Trocar figurinhas, papéis de carta e bolas de gude era rotina nos meus tempos de criança, nos anos 1980. Nos primeiros anos de infância dos quais me lembro, inclusive, não tinha isso de autocolante, não. Era lambuzar o dedo de cola e fixar as figurinhas no álbum; muitas ficavam com os cantinhos soltos. Depois, a gente esfregava um dedo no outro com satisfação, até o resíduo sair.
Se as crianças de 2000 para cá só desfrutam das alegrias de rasgar um pacote de figurinha (alegria que vira raiva quando vem tudo repetido) a cada quatro anos, colecionar álbuns era muito comum naqueles tempos. Bem-me-quer, Amar é, Luluzinha, Turma da Mônica, Rock in Rio, ET, Mundo Animal, Ursinho Carinhoso, Barbie… Minhas irmãs e eu fazíamos todos.
Nem sempre completávamos. Às vezes, a gente comprava para colar no caderno. As repetidas também iam para a porta do armário. Mas, no geral, as sobras eram valiosíssimas moedas de troca. Na minha antiga quadra, a 304 Norte, a Zezé da banca sabia quem colecionava o quê, e apresentava as crianças umas às outras. Provavelmente, muitas amizades começaram assim.
Debaixo dos blocos de Brasília, havia sempre um grupinho em círculo, tentando descolar as figurinhas mais raras. Todo álbum tinha aquelas quase impossíveis. No da Mônica, era a do Horácio. Certa vez, fomos contempladas com o tesouro, era a que faltava para completar o nosso. Naquele dia, fomos atingidas por uma dupla decepção: nosso vizinho surrupiou a figurinha. Perdemos a chance de completar o álbum e, de quebra, o nosso então melhor amigo da quadra.
A Copa sempre causou mais frisson no mundo dos colecionadores de álbuns. Não sei dizer se eram mais caras do que as figurinhas de personagens ou de filmes porque não me interessavam. Mas sei que as de agora custam R$ 7. Meu sobrinho Luigi está fazendo seu primeiro álbum. Quase caí para trás quando soube que os R$ 20 que separei para ele não deram nem para três pacotes.

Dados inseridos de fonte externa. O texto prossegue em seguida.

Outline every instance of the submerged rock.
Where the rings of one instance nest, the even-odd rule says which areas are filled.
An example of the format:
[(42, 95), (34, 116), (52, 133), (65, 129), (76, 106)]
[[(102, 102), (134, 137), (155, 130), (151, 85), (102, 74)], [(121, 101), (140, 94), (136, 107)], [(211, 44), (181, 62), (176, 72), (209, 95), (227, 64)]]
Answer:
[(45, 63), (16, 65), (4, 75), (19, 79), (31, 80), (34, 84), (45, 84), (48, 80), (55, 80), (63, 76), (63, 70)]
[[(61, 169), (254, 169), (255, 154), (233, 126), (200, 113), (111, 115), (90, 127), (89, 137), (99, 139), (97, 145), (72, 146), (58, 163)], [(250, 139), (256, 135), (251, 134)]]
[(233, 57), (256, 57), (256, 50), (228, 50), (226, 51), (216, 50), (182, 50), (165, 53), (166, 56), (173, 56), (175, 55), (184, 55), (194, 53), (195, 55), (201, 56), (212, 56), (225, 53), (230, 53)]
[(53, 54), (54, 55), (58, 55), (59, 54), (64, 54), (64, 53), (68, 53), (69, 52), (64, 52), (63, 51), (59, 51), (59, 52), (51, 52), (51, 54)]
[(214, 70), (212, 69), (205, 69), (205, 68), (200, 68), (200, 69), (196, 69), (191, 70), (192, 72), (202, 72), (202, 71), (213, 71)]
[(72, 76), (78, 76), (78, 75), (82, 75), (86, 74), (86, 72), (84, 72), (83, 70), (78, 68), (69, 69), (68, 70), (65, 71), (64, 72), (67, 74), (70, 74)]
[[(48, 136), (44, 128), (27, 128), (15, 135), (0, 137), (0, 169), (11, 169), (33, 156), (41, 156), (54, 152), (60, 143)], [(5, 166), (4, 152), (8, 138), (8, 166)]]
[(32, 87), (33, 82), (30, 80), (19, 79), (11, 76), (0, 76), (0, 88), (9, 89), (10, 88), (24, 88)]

Gourmetizaram as figurinhas. Como assim, para completar o álbum é preciso gastar mais de R$ 1 mil? E, como assim, inventaram uma "case" para guardar figurinha? A gente comprava as nossas com moedinhas da mesada, amarrava as repetidas com elástico amarelo, e ficava tudo organizadinho. Sem isso de "case". Sem isso de álbum milionário.
Pensando bem, sorte das crianças de hoje que figurinha só entra na moda a cada quatro anos. Mais sorte ainda dos pais (e tios) delas.